“Separated from my mother by a few layers of bricks and mortar,” he thought. “I have appointed an interview, but what good can come of it? None. I have made my bed—made it of thorns and briers, and must sleep therein with what comfort I may.”
He shrugged his shoulders impatiently.
“What is to be done? It would be the best and wisest course to immediately inform my mother of the exact state of affairs. I wish I had done so at first. I am like those very immoral little boys in the story-books of one’s youth, who don’t tell in time, and so the agony goes on piling up until the culprit is next to smothered. What is to be done with this Gordian knot? I have not the courage to cut it. I wonder they didn’t include moral cowardice among the deadly sins. I wonder what would be the consequences if I did summon up sufficient nerve to inform my mother of my culpable behavior three years ago? Come, Paul Desfrayne, it must be done. Better be brave at once, and march up to the cannon’s mouth, than be found out ignominiously some day sooner or later. Shall it be done to-day—this evening?”
His reverie was broken by a light, caressing touch upon his arm. Turning round suddenly, with a strange sensation of nervous alarm, he found his mother by his side.
Smiling, pleasant, unsuspicious, her sunny brow unclouded by a shadow that might possibly produce a future wrinkle, she looked deliciously happy, and perfectly confident, to all appearance, of his trust and affection.
She started as he turned his face full upon her.
“You are pale, my dear. Are you not well?” she anxiously inquired.

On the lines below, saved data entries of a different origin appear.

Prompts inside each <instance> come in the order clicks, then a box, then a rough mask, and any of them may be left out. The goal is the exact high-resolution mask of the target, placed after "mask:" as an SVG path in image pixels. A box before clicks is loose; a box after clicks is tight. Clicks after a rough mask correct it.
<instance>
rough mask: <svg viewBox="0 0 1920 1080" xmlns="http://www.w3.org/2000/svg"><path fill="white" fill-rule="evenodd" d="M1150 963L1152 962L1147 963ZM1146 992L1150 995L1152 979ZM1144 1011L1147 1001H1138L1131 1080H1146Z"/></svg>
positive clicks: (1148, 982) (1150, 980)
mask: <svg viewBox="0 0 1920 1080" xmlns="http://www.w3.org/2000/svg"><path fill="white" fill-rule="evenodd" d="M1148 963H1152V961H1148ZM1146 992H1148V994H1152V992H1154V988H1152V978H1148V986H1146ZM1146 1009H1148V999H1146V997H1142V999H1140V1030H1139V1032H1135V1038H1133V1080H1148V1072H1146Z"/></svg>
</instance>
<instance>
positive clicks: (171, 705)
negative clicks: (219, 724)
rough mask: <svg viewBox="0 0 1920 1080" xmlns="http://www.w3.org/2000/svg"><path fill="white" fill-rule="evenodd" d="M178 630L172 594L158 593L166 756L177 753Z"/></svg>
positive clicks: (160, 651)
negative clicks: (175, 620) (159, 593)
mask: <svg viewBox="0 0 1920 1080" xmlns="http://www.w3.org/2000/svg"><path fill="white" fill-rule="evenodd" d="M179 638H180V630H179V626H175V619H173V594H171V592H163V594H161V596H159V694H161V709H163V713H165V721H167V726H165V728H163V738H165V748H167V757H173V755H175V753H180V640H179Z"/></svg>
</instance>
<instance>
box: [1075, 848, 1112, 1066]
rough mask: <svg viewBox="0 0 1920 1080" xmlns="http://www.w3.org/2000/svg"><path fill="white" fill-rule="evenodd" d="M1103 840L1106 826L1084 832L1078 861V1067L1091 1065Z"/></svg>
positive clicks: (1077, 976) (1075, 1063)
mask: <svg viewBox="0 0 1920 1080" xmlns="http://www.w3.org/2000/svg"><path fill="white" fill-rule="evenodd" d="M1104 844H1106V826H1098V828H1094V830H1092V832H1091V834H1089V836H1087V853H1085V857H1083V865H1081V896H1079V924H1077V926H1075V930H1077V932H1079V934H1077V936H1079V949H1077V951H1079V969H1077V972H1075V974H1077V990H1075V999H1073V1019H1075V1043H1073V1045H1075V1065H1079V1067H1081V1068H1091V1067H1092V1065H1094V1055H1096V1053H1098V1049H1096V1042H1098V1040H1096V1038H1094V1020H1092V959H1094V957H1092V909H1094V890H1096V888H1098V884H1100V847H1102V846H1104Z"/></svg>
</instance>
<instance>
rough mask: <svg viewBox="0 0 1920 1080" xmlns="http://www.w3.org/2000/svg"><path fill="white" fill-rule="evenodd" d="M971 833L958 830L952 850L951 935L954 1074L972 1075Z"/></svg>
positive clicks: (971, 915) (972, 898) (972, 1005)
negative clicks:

“Not very well, mother. The heat—the crowd—it is such a bore altogether, that I am weary, and I should be glad to escape.”
“My dear Paul, I have seen so little of you lately, that I grudge to lose you when I have fairly secured a chance of your company. But”—she glanced round at the gay, ever-moving crowd, with its lively colors, at the faces, dotted here and there, with which she was familiar, and a faint smile dimpled the corners of her lips—“if you will, let us go somewhere else. Where would you like to go?”
“Anywhere. I want a little talk with you—one of our own old gossips, mother. It is impossible to obtain the least chance of an uninterrupted talk here.”